A partire da un orizzonte esistenziale cristiano, l'essere umano può ritrovare nel proprio conoscere e nel proprio agire un ulteriore luogo essenziale di speranza, come possibilità di orientare se stesso alla ricerca e alla realizzazione del bene per sé e per gli altri. «Lo sperare dell'uomo, colto nella prospettiva del giudizio, si traduce in responsabilità per il presente e per il futuro. La compagnia del giudizio allo sperare, infatti, qualifica le scelte degli umani, le anima dal di dentro, dà valore al quotidiano, aiuta a disporsi verso il futuro, orienta l'umana coscienza ad accogliere il vero e il bene, produce vie di realizzazione personale e collettiva. Il giudizio insegna realmente a sperare, perché valuta le decisioni degli umani e le traduce nella pratica del bene, che conduce alla pienezza» (p, 84). Secondo Ancona, nell'ottica credente cristiana, il giudizio è una realtà storico-salvifica che coinvolge Dio e l'essere umano (cf. p. 86, in cui si cita in particolare Benedetto XVI, Spe salvi, nn. 41-48), in quanto il cristiano autentico è colui che consegna se stesso alla parola giudicante di Dio, rivelata pienamente in Gesù Cristo. «Il giudizio, in altri termini, si risolve in una valutazione della responsabilità di fede del cristiano nei confronti di Gesù Cristo e dei fratelli» (p. 87).
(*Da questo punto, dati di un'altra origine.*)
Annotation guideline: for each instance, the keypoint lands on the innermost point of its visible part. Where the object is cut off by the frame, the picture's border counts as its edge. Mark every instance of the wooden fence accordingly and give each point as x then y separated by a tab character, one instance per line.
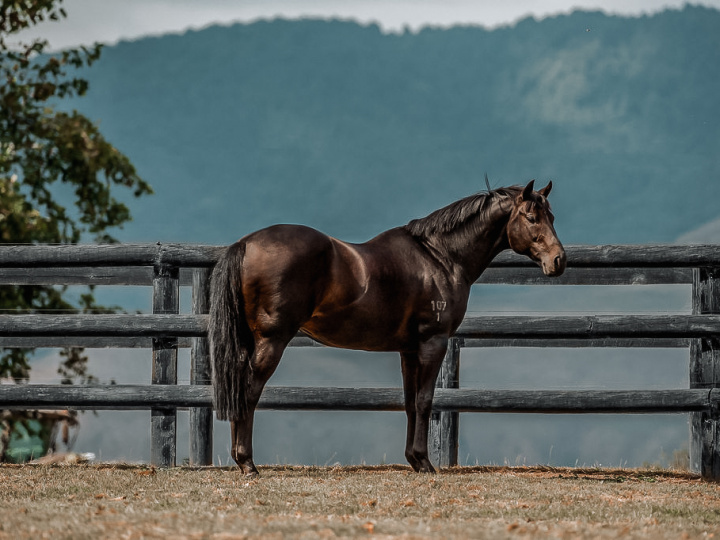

Infine, lo sperare umano, che «prende consistenza solo quando si trasforma in esercizio concreto nella storia di tutti i giorni» (p. 91), non può non essere a favore della salvaguardia del creato, in particolare della vita che rimanda a valori squisitamente umani, come felicità, pace, bellezza, affetti e anche dolori. Per questo, l'esercizio della speranza deve opporsi a ogni forma di ingiustizia, violenza, disuguaglianza, allo scopo di «porre semi di pace nella storia, sino a quando la pace escatologica di Dio prenderà possesso del mondo e della comunità umana» (p. 99).
In ultima analisi, in prospettiva teologica, viene posto in risalto che l'esercizio della speranza da parte dell'essere umano, calato nella storicità della sua esperienza, rientra nella realizzazione di quell'orizzonte di senso che si realizzerà pienamente alla fine dei tempi.
Lo stile, molto scorrevole e ricco di spunti teologici, opportunamente presentati e filtrati nella realtà esistenziale dell'essere umano, rende quest'opera molto fruibile e alla portata di qualsiasi lettore, invitato a vivere alla sequela Christi, a incarnare la pasqua del Signore morto e risorto per la nostra salvezza, come totale dono di amore a Dio e agli esseri umani.